Lupe Martinez (born January 10, 1945) is an American labor leader and civil rights activist. He has spent his entire career advocating for the living and working conditions of migrant and seasonal farm workers.

Martinez serves as chairman of the National Farmworker Alliance; chair of MAFO, a national partnership of farmworker and rural organizations; president of the Wisconsin Farmworkers Coalition; chair of the Governor's Council on Migrant Labor in Wisconsin; board member for Farmworker Justice; board member of the National Council of La Raza; and as president and chief executive officer of United Migrant Opportunity Services (UMOS) for over 45 years.

==Early life and career==
Martinez was a migrant worker whose family traveled throughout the Midwest harvesting crops. He was one of 10 siblings in a family of migrant workers and accepted the responsibility of paying bills and managing the family finances. As a young man, Martinez organized and marched side-by-side with Cesar Chavez during the grape boycott of the 1970s.

In 1974, Martinez was appointed as President/CEO of UMOS. At that time, UMOS was a single state, single-focused migrant serving agency only. As of 2019, UMOS is nationally recognized organization, administering over forty programs.
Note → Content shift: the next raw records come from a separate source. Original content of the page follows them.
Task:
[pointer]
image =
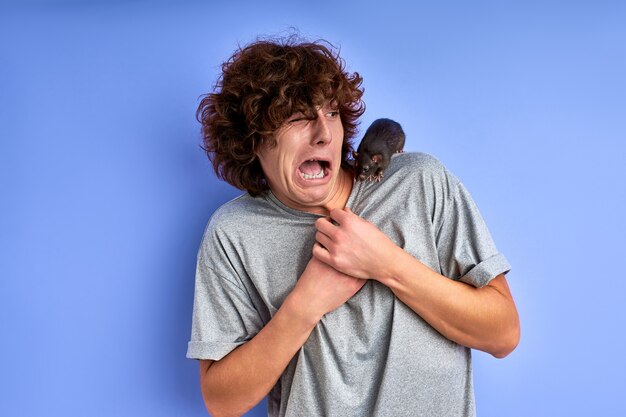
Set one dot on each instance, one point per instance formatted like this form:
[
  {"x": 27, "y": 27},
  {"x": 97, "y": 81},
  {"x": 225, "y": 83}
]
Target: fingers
[
  {"x": 321, "y": 254},
  {"x": 324, "y": 240},
  {"x": 325, "y": 226}
]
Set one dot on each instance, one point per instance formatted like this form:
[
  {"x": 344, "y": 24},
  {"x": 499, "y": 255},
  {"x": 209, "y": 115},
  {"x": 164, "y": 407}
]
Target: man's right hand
[{"x": 320, "y": 290}]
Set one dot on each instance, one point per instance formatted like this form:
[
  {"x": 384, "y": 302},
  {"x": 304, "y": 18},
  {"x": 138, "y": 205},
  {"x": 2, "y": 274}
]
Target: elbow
[
  {"x": 215, "y": 410},
  {"x": 507, "y": 344}
]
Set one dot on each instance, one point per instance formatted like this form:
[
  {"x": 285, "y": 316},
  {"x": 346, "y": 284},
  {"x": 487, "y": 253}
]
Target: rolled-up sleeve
[
  {"x": 465, "y": 247},
  {"x": 224, "y": 316}
]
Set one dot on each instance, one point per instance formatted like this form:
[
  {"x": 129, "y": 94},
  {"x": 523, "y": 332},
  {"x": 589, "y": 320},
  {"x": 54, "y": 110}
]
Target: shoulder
[
  {"x": 423, "y": 168},
  {"x": 234, "y": 217}
]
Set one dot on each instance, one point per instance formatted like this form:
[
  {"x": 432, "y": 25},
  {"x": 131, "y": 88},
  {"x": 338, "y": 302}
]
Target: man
[{"x": 335, "y": 297}]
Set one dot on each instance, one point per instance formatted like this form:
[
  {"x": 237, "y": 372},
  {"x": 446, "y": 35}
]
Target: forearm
[
  {"x": 237, "y": 382},
  {"x": 480, "y": 318}
]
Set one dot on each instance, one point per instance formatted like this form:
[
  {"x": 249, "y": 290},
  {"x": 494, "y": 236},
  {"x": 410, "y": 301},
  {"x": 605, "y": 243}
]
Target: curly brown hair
[{"x": 261, "y": 86}]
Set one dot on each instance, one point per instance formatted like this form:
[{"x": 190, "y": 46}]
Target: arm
[
  {"x": 237, "y": 382},
  {"x": 480, "y": 318}
]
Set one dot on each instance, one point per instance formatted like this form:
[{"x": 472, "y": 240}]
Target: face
[{"x": 304, "y": 170}]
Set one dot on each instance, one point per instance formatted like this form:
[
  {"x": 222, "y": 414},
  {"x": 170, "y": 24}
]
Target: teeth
[{"x": 315, "y": 176}]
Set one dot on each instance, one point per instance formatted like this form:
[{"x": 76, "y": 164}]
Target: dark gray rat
[{"x": 382, "y": 139}]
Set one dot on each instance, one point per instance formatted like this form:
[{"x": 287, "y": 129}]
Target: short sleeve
[
  {"x": 464, "y": 245},
  {"x": 224, "y": 316}
]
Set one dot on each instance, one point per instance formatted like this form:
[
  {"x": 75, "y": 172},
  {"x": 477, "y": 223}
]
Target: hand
[
  {"x": 353, "y": 246},
  {"x": 321, "y": 289}
]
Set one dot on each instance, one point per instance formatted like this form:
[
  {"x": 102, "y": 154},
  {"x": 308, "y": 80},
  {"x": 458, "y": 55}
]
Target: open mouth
[{"x": 313, "y": 169}]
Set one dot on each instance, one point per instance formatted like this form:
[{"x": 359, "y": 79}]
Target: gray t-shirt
[{"x": 372, "y": 356}]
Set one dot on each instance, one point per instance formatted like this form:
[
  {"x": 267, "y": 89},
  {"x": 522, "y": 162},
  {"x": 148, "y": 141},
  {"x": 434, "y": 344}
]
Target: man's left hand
[{"x": 353, "y": 245}]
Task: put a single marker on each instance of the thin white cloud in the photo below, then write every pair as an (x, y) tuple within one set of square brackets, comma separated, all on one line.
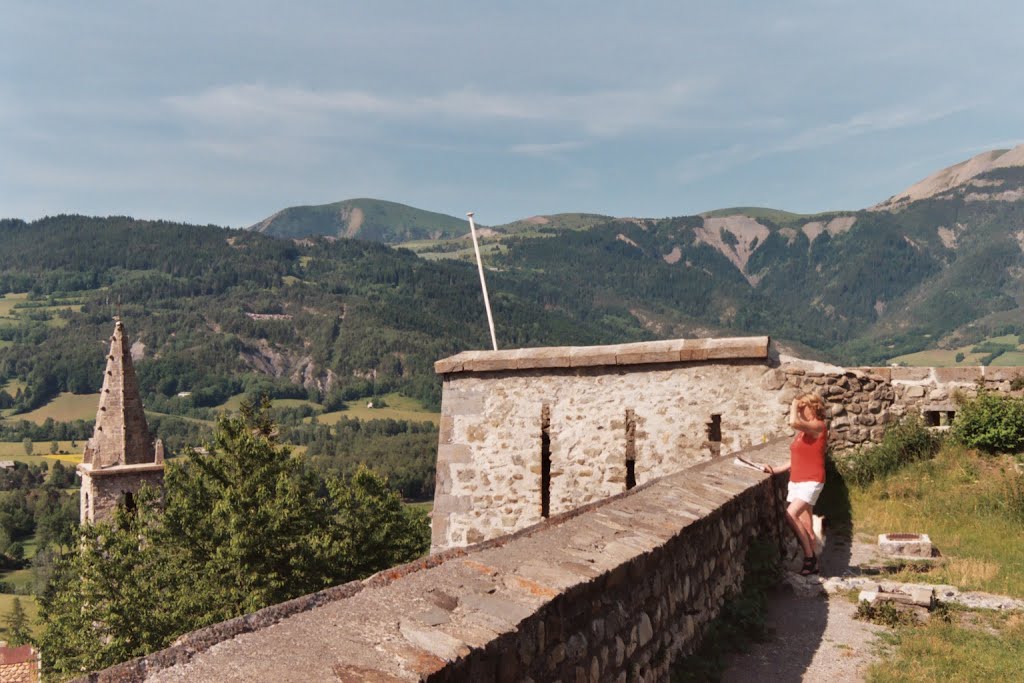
[(601, 113), (547, 150), (718, 161)]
UMOS is the largest Hispanic-managed, non-profit organization in Wisconsin, and one of the largest in the United States. UMOS operates throughout the state of Wisconsin, as well as in Minnesota, Missouri, and Texas.

Martinez is a member of the executive committee of the Milwaukee Area Workforce Investment Board. Every month, 20,000 people, on average, walk through the doors of the UMOS Job Center in Milwaukee for employment related services. Martinez founded the Latina Resource Center, the first and is still the only comprehensive center that provides domestic violence, sexual assault and human trafficking supportive services under one roof, targeted to Hispanic women.

In 1993, Martinez was a pallbearer of Cesar Chavez' casket for his "final march" of 40 acres on the land where Chavez hosted his first fast that brought the farm workers movement national attention. In 2002, Martinez worked with the Racine Unified School District to found the Cesar Chavez School of Excellence, a public charter school.

Martinez was appointed to the Wisconsin Council on Migrant Labor by Governor Jim Doyle, and reappointed to the committee by Governor Scott Walker. Martinez was also appointed to the State Advisory Council on Early Childhood Education and Care.

=== Awards and honors ===
In April 2014, Lupe Martinez presented the MAFO Lifetime Achievement Award to Arturo Rodriguez who succeeded Cesar Chavez as President of United Farmworkers.

Martinez received the Lifetime Achievement Award presented by the Hispanic Professionals of Greater Milwaukee. Martinez was honored with the Cesar Chavez Humanitarian Award from the widow of Chavez, and received the World Citizen Award from the International Institute of Wisconsin. In 2015, Martinez was named as a "Champion for Migrant Workers" by the Spanish Journal.

In 2016, Martinez was named as "the most influential Latino in the state of Wisconsin" by OnMilwaukee. In 2017, Martinez was inducted into the Farmworker Advocate Hall of Fame. In a tribute to UMOS on its 50th anniversary, Congresswoman Gwen Moore said of Lupe Martinez during a session of Congress that "Mr. Martinez is dedicated to advocating and providing programs and services to improve employment, provide education opportunities as well as health and housing supports for UMOS' clientele whether they are migrant and seasonal farm workers or other underserved populations." Madison365 wrote that Martinez would be a highly eligible candidate should he seek the office of Governor of Wisconsin.

Martinez is depicted with the faces of other Latino leaders in the mural at Shorewood High School.